We spoke to a few of the regular vendors at the Tucker Square Greenmarket (Columbus Ave at 66th Street, Thursdays and Saturdays, year-round 8:00 a.m. – 5:00 p.m.) to find out what sets them apart from their big-box competitors.

Locust Grove Fruit Farm
Milton-on-Hudson, NY
Locust Grove offers a wide variety of fruit and vegetables in season. Right now their stands are full of apples, grapes, plums, peaches and nectarines. The farm was established in 1820, and as the majority of the farms selling their produce here, Locust Grove farm is a family farm, this one seventh generation.
Carl Otto, one of the workers, spoke about their produce. It’s not organic, but they use a low-spray program put out by Cornell University. “Our produce comes from the area, we can leave fruit on the bush longer, which gives them a good flavor,” Otto said, while bright apples and peaches from California have to be picked earlier in order to preserve taste and freshness during their trip from the west to the east.
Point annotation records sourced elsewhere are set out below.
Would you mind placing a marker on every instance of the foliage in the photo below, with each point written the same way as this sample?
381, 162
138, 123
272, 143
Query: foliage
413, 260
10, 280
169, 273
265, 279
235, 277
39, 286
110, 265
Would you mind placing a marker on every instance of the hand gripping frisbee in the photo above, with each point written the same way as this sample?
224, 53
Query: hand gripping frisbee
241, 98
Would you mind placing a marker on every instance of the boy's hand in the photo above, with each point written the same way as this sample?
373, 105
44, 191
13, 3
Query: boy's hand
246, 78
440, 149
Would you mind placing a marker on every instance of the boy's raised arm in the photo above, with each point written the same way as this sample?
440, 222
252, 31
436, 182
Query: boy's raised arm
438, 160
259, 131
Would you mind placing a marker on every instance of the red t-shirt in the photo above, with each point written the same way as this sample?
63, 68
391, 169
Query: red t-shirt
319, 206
One of the regulars of the Tucker Square green market gave the same reason why she shops here instead of the grocery stores for her produce: “The apples have more flavor, I’d rather buy them here,” she said.

Prospect Hill Orchards
Milton, NY
Prospect Hill has been in business for over 200 years. This past week they brought different kinds of apples, peaches, pears, honey, granola products and pastry (homemade cookies, muffins and fruit pies) to the Tucker Square Greenmarket. Pam Clarke, one of the owners, said that their apples and peaches are partially organic. “In general, stuff is fresher. We`ve got three kinds of apples that just got picked up yesterday. You won`t find it in a grocery store,” said Pam. At the peak of season their farm has twenty five kinds of apples.
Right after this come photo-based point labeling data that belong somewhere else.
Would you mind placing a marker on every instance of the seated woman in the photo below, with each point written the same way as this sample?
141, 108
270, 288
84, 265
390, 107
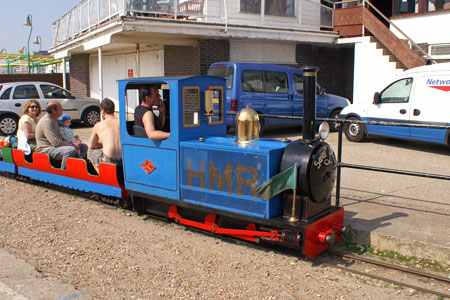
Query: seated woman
26, 138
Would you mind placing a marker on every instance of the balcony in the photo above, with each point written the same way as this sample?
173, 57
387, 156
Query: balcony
300, 15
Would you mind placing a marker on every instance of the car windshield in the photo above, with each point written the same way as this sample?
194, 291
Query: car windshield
54, 92
226, 73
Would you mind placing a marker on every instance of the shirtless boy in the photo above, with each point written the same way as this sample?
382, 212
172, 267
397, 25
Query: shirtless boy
104, 143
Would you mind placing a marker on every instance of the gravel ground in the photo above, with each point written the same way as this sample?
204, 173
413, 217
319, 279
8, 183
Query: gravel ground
111, 253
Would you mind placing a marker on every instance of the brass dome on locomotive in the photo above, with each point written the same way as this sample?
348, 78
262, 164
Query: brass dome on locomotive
247, 126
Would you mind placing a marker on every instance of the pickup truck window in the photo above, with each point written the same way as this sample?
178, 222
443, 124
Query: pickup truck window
397, 92
252, 81
298, 83
276, 82
26, 91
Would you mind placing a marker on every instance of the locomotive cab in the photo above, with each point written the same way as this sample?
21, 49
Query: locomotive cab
201, 177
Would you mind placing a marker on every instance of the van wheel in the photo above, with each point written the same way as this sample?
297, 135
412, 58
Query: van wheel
355, 132
8, 125
334, 115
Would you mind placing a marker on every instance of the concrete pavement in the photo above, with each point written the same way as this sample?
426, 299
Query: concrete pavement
409, 215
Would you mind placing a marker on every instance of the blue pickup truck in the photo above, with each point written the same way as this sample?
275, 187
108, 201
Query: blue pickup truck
273, 90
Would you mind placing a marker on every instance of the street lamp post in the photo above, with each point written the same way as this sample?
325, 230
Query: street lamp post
38, 41
29, 22
3, 51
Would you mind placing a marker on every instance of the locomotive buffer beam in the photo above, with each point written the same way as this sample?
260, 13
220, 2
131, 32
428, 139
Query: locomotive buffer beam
249, 234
Bobolink Dairy & Bakehouse
Milford, NJ
Bobolink Dairy & Bakehouse produces 100 percent grass-fed raw cow’s milk cheeses, wood-fired rustic breads and pasture-raised meats. Nina White, a co-owner of Bobolink Dairy&Bakehouse, spoke about the freshness of her goods (cheeses and breads): “Everything I do is made with the finest raw ingredients. My cows eat only grass on my property. In winter times they are not milked and eat hay. They are basically raised if they were in nature.” Their cheeses are made daily; the process of making cheese takes half a day. “My animals rarely need medication because they do not have stress,” White said. “If the cow has a scratch from a tree branch I’ll give her medication.” The cheeses are created by her husband, and they even give them names. As for breads, White uses whole generically approved grains: “I pay for grains more, because they are better. I get them directly from the farmer.”
Karen McLaughlim buys White’s produce every week. She has been doing it ever since they opened in 2003. She says she prefers buying here because she likes buying from people she knows. Even though the prices are a little higher, she still likes to buy her breads and cheeses here. “I like the people, the food and it’s quality is better, it’s delicious,” she said.